Semisynthetic DNA-Protein Conjugates: Novel Tools in Molecular Nanotechnology

Christof M. Niemeyer

FB 2 - UFT, Biotechnology and Molecular Genetics, University of Bremen, Leobener St., D-28359 Bremen, Germany

e-mail: cmn@biotec.uni-bremen.de
 

A promising approach to the biomimetic bottom-up fabrication of nanometer-scaled devices is based on the utilization of biomolecular recognition systems, such as nucleic acid hybridization and protein-ligand interaction. We have developed conjugates of proteins and nucleic acids, synthesized by either covalent chemistry or self-assembling strategies. These systems can be utilized as novel tools in molecular biotechnology and nanotechnology. As an example, nanostructured supramolecular networks of streptavidin (STV) and double-stranded DNA have been studied by electrophoresis and scanning-force microscopy. These oligomeric DNA-protein conjugates can be utilized as reagents in Immuno-PCR, a highly sensitive method for the trace analysis of proteins and other antigens [1]. Another example concerns covalent conjugates of STV and single-stranded DNA oligomers [2]. These adducts are utilized as biomolecular adapters for the immobilization of biotinylated macromolecules on surfaces via nucleic acid hybridization. This method, termed DNA-directed immobilization (DDI), allows for the highly efficient, reversible and site-selective functionalization of solid supports with enzymes, immunoglobulins and other macromolecules.

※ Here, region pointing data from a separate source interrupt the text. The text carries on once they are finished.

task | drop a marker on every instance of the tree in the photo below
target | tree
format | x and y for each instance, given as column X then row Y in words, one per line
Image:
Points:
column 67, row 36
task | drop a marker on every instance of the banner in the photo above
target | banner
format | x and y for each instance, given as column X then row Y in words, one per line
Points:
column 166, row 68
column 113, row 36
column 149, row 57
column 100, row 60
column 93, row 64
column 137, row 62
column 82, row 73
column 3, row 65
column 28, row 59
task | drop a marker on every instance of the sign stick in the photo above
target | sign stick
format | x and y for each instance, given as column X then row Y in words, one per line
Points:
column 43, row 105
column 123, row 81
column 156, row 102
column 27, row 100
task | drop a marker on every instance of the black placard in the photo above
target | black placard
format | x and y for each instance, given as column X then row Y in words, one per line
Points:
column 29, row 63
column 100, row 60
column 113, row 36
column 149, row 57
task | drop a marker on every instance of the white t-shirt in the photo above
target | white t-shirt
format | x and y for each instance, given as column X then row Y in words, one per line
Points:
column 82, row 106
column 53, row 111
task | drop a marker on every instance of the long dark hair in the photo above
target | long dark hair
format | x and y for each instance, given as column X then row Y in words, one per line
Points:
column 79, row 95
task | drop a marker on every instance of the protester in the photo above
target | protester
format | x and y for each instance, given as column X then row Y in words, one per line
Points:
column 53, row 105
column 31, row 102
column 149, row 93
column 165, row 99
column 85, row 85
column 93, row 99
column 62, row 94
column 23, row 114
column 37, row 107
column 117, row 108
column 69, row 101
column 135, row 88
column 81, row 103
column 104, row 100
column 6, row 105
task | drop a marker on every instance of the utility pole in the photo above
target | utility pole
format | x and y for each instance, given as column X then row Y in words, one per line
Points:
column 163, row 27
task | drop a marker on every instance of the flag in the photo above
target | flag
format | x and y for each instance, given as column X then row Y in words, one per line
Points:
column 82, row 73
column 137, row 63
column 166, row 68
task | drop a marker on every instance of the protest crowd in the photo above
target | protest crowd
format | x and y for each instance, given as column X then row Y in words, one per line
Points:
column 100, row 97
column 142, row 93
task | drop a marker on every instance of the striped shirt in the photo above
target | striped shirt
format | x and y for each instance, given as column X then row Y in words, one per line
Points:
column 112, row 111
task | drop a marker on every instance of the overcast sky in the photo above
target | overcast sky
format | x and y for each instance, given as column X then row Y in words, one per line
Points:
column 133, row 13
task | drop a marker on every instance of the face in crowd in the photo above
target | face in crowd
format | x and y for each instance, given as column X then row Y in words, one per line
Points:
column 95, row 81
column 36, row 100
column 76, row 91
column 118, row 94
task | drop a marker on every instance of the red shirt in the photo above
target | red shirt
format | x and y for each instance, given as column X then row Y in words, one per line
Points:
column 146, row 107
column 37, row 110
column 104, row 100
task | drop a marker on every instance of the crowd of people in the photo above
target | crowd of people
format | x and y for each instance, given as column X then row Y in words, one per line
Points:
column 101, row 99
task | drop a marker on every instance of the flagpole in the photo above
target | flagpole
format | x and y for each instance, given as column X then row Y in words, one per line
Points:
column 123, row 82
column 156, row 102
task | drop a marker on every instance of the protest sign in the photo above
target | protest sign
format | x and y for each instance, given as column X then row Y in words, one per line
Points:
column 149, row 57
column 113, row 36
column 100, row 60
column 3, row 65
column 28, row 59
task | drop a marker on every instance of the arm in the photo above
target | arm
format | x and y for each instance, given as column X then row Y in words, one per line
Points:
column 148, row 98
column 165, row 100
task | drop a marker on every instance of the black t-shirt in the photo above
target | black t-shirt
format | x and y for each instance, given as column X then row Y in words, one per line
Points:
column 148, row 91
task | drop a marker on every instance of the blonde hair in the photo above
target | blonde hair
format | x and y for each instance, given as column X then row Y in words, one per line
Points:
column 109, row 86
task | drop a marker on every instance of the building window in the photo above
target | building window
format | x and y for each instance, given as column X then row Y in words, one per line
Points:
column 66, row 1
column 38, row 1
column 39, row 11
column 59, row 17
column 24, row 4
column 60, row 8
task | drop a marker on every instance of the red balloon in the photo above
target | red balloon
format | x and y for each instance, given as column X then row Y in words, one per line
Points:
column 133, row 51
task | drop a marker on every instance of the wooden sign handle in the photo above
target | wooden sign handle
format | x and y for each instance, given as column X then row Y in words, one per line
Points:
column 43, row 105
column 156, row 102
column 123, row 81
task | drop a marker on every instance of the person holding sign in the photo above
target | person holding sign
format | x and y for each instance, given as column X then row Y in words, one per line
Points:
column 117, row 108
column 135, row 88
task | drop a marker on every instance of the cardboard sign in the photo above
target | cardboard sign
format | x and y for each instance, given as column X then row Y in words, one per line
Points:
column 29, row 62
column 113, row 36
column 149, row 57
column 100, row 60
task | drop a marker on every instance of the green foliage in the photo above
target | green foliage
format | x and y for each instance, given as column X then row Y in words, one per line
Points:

Thus, DDI is particularly suitable for the fabrication of laterally microstructured, reusable biochips and other sensor devices [3]. Moreover, covalent DNA-STV conjugates are also convenient for constructions on the nanometer-scale since they allow for selective positioning of biotin-derivatized molecules along a single-stranded nucleic acid carrier molecule. As an example, this approach allows to assemble gold nanoclusters and antibodies to form functional biometallic nanostructures, potentially useful as interface structures between electronic and biological systems [4].

Literature

[1] C. M. Niemeyer, M. Adler, B. Pignataro, S. Lenhert, S. Gao, L. F. Chi, H. Fuchs, and D. Blohm, Nucleic Acids Res. 27, 4553 (1999).

[2] C. M. Niemeyer, T. Sano, C. L. Smith, and C. R. Cantor, Nucleic Acids Res. 22, 5530 (1994).

[3] C. M. Niemeyer, L. Boldt, B. Ceyhan, and D. Blohm, Anal. Biochem. 268, 54 (1999).

[4] C. M. Niemeyer, W. Bürger, and J. Peplies, Angew. Chem. Int. Ed. 37, 2265 (1998).